Remodelar

Num momento em que o verbo remodelar tem vindo a ser conjugado com várias declinações e tendo passado tempo suficiente para que a história não pareça uma coscuvilhice, gostaria de partilhar nesta crónica um interessante diálogo que mantive com o treinador do “meu” SCP na sexta-feira anterior ao ainda bem vivo volte face de Alvalade, aquando do jogo dos leões com o Vitória de Guimarães.

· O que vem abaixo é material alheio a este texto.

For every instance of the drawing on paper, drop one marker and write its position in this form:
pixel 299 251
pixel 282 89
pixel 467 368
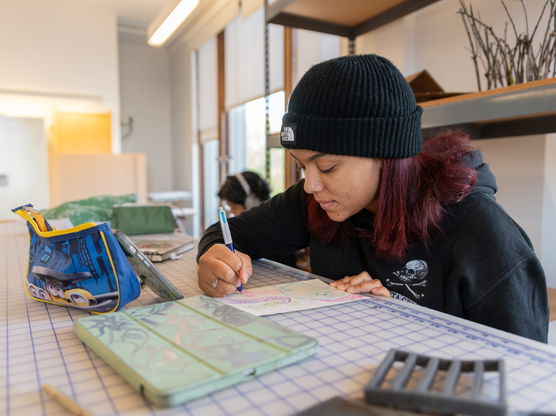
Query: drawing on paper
pixel 288 297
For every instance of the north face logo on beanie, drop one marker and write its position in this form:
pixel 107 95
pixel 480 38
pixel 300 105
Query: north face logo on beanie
pixel 287 135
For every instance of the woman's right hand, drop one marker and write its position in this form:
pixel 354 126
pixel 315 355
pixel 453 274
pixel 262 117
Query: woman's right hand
pixel 221 270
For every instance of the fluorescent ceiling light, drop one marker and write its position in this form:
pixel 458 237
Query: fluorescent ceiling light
pixel 159 35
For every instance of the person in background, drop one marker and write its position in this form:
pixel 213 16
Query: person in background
pixel 384 213
pixel 244 191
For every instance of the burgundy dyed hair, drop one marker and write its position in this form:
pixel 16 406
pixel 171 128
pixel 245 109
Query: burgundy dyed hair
pixel 412 195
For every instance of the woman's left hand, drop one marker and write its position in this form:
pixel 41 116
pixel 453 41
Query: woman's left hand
pixel 361 283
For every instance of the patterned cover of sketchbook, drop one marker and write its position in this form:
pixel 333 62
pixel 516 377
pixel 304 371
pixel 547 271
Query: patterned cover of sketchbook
pixel 176 351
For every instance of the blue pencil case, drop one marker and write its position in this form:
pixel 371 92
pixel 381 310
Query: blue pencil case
pixel 82 267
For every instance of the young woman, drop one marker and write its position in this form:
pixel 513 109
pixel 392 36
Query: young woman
pixel 381 214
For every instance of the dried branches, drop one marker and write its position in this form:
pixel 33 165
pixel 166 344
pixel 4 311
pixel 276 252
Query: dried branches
pixel 504 64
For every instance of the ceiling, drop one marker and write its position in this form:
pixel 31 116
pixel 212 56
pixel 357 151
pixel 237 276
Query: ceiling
pixel 133 13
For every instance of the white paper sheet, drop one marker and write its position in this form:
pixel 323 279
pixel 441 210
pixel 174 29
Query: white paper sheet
pixel 288 297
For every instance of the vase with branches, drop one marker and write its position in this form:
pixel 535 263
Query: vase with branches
pixel 530 55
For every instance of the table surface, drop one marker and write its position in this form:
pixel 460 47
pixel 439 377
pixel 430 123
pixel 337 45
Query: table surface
pixel 38 346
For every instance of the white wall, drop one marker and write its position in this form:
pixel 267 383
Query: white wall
pixel 58 57
pixel 184 128
pixel 145 96
pixel 434 38
pixel 23 162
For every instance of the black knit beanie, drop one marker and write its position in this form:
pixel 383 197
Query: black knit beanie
pixel 353 105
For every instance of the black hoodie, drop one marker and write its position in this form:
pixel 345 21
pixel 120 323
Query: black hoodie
pixel 480 267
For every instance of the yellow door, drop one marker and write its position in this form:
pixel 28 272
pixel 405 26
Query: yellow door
pixel 81 133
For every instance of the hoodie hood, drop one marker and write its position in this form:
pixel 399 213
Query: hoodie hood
pixel 486 182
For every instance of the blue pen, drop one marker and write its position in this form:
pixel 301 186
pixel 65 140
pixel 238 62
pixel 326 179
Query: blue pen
pixel 227 236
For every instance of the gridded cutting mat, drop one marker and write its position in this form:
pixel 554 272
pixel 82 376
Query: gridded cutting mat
pixel 37 345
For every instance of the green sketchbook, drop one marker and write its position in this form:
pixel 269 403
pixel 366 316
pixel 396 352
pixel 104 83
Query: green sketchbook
pixel 176 351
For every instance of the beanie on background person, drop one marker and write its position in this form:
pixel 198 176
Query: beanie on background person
pixel 356 106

Paulo Sérgio que tinha acabado de ser galardoado com o prémio “Mais Desporto” pela revista Mais Alentejo, estava a aproveitar a frescura dos ares de Tróia quando o meu coração de adepto não resistiu a interpelá-lo sobre as razões porque tinha remodelado uma equipa que vinha de três vitórias consecutivas, provocando uma derrota chocha na liga Europa contra um adversário belga que quinze dias antes tinha sido goleado em Lisboa.

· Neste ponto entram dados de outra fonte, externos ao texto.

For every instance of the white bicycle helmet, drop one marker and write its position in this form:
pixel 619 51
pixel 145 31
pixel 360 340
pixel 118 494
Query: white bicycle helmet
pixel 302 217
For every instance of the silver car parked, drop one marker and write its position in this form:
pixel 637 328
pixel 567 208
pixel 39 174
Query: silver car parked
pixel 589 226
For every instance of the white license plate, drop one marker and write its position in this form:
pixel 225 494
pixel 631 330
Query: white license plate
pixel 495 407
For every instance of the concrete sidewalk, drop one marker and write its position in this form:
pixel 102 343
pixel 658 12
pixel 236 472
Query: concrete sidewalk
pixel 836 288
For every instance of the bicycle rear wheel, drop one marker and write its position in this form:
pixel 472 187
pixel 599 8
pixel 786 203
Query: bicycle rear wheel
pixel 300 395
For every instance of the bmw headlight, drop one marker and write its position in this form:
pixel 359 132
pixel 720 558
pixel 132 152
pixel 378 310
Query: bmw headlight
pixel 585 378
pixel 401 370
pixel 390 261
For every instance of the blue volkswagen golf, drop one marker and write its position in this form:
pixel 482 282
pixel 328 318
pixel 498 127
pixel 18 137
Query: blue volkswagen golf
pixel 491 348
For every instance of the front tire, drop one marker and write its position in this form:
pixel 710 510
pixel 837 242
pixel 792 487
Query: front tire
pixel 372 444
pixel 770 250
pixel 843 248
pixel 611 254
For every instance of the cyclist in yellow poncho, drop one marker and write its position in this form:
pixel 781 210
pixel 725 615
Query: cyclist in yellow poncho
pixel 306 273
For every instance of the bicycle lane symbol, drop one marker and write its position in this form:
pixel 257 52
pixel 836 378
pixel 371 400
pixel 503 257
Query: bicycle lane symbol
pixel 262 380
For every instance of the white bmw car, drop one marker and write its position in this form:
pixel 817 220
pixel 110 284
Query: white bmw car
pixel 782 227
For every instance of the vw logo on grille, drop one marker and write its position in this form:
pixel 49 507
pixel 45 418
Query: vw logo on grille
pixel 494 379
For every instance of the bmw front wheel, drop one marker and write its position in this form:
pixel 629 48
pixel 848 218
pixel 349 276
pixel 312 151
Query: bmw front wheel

A resposta dele não foi surpreendente. Disse - me que era preciso rodar todo o plantel e sobretudo salvaguardar a disponibilidade física da equipa para o jogo de campeonato que se seguiria.

Não tenho dotes de adivinhação e neste caso bem gostaria de também não o ter tido, mas a verdade é que manifestei a minha discordância dizendo-lhe que mais vale uma equipa cansada mas motivada e confiante do que uma equipa fresca mas sem o grau de confiança psicológica que permite afrontar as dificuldades inesperadas que um jogo de futebol pode colocar.

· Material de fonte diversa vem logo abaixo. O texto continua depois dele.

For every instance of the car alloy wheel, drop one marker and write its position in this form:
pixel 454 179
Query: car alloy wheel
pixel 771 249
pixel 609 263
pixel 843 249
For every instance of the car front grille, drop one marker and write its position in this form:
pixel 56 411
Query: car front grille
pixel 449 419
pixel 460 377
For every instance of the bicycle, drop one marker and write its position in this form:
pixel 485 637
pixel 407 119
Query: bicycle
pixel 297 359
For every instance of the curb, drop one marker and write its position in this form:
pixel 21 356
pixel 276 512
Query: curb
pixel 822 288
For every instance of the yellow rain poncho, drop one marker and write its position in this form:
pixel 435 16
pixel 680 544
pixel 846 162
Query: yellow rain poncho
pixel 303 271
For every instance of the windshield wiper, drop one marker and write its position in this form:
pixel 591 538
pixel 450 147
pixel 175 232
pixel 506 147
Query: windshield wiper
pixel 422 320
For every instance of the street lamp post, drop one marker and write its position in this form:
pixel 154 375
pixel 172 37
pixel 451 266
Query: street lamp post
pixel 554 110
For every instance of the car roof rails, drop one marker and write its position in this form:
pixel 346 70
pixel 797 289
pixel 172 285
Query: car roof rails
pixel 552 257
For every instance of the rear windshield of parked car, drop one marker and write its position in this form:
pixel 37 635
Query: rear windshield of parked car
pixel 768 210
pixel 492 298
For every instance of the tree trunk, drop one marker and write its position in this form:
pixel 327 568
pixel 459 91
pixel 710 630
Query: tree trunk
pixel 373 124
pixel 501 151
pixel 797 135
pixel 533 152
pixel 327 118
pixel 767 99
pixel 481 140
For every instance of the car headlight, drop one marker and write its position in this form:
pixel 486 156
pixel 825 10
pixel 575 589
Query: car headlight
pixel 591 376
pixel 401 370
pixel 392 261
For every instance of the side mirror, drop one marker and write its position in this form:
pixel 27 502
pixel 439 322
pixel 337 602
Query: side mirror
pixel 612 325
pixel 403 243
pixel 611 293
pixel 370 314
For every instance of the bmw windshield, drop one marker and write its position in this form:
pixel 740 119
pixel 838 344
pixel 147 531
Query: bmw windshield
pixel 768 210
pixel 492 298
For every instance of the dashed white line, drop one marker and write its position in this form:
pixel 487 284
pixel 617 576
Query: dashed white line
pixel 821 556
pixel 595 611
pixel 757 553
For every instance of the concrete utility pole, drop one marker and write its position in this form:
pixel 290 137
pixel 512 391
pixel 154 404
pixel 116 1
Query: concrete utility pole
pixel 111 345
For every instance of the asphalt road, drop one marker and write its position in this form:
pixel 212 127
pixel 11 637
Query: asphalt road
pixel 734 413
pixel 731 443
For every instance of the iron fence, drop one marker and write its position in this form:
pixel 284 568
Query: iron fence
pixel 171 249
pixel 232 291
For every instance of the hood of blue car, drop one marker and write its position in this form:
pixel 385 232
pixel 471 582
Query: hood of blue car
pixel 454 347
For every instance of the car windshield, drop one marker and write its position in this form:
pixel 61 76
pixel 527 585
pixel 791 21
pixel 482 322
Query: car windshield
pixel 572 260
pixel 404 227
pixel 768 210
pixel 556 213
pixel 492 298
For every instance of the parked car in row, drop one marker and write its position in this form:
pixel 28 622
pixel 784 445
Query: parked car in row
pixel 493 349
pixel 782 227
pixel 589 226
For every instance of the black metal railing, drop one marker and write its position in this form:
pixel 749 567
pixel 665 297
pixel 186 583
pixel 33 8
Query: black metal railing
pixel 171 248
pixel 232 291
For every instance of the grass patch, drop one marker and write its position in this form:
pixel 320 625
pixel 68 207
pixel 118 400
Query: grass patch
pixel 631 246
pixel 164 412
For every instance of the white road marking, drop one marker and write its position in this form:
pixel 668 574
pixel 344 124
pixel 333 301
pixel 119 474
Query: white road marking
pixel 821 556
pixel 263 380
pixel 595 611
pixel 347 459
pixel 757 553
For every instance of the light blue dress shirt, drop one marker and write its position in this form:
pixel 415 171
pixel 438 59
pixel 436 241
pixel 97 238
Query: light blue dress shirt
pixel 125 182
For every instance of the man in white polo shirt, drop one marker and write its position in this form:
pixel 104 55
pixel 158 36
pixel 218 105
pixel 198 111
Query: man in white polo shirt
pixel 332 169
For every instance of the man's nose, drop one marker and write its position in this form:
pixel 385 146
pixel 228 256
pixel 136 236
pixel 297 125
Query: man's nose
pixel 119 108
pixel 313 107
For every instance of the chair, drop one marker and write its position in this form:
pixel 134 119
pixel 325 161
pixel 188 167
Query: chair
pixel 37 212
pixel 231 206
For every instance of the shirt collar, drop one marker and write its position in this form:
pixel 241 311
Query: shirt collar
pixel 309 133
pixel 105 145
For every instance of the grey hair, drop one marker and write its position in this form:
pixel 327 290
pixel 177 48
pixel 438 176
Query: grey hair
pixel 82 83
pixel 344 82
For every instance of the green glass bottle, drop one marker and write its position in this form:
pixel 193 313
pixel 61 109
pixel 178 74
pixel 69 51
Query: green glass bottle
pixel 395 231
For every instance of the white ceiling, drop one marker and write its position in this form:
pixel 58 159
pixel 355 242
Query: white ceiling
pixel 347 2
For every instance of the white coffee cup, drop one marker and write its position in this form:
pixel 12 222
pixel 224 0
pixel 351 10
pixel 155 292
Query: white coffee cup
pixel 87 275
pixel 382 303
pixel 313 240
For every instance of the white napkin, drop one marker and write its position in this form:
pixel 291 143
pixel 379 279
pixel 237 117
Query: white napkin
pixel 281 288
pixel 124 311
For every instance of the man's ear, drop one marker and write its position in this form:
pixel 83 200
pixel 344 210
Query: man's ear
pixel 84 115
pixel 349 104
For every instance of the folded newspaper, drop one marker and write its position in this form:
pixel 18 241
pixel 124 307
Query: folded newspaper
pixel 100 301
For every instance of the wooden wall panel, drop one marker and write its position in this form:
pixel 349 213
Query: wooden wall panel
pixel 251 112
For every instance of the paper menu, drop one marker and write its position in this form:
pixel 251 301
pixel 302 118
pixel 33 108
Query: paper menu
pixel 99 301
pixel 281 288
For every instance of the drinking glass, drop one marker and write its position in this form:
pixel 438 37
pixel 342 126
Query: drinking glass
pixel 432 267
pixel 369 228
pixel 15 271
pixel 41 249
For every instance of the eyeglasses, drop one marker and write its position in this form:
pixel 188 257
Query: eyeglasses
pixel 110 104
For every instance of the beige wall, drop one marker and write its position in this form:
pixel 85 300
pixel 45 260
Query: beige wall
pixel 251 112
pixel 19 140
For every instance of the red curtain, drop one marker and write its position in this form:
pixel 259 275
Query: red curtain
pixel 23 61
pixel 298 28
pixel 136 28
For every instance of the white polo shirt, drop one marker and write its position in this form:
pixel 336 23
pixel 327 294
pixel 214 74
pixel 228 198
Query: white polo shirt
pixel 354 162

Para além de usar outros argumentos como a imagem internacional do clube e do futebol português e a mobilização dos adeptos, disse-lhe ainda que esperava que tudo corresse bem com o Guimarães, mas que temia o pior se a equipa fosse posta à prova, não fisicamente mas psicologicamente.

Paulo Sérgio é um cavalheiro. Ouviu-me atentamente, respeitou a minha opinião e manteve a sua. Não sei se no momento do descalabro que se seguiu à expulsão de “Maniche” lhe terá vindo à ideia a nossa conversa daquele dia. Eu obviamente pensei muito nela. Tanto que me apeteceu contá-la aqui e extrair dela algumas lições!

O ideal no futebol como em tudo na vida é a aliança entre a convicção, a confiança e a disponibilidade para a acção. Mais vale uma equipa descansada mas psicologicamente frágil ou uma equipa cansada mas forte, confiante e coesa? Quando tudo corre com normalidade os folgados levam a melhor. Quando surgem obstáculos são os convictos que triunfam.

Ao treinador cabe escolher os melhores para cada desafio, fazendo as necessárias remodelações tácticas e estratégicas sem nunca dar a ideia, como Paulo Sérgio deu no jogo da Liga Europa, que não se jogam em cada momento os melhores trunfos disponíveis para vencer, mobilizar os adeptos e galvanizar a equipa.

A verdade é que quando uma equipa se habitua a perder a feijões, não consolida a robustez mental necessária para quando se empina o caminho, vencer jogos que valem pontos e glórias, levando a alegria a milhões de adeptos que são a sua razão de ser e a base da sua existência.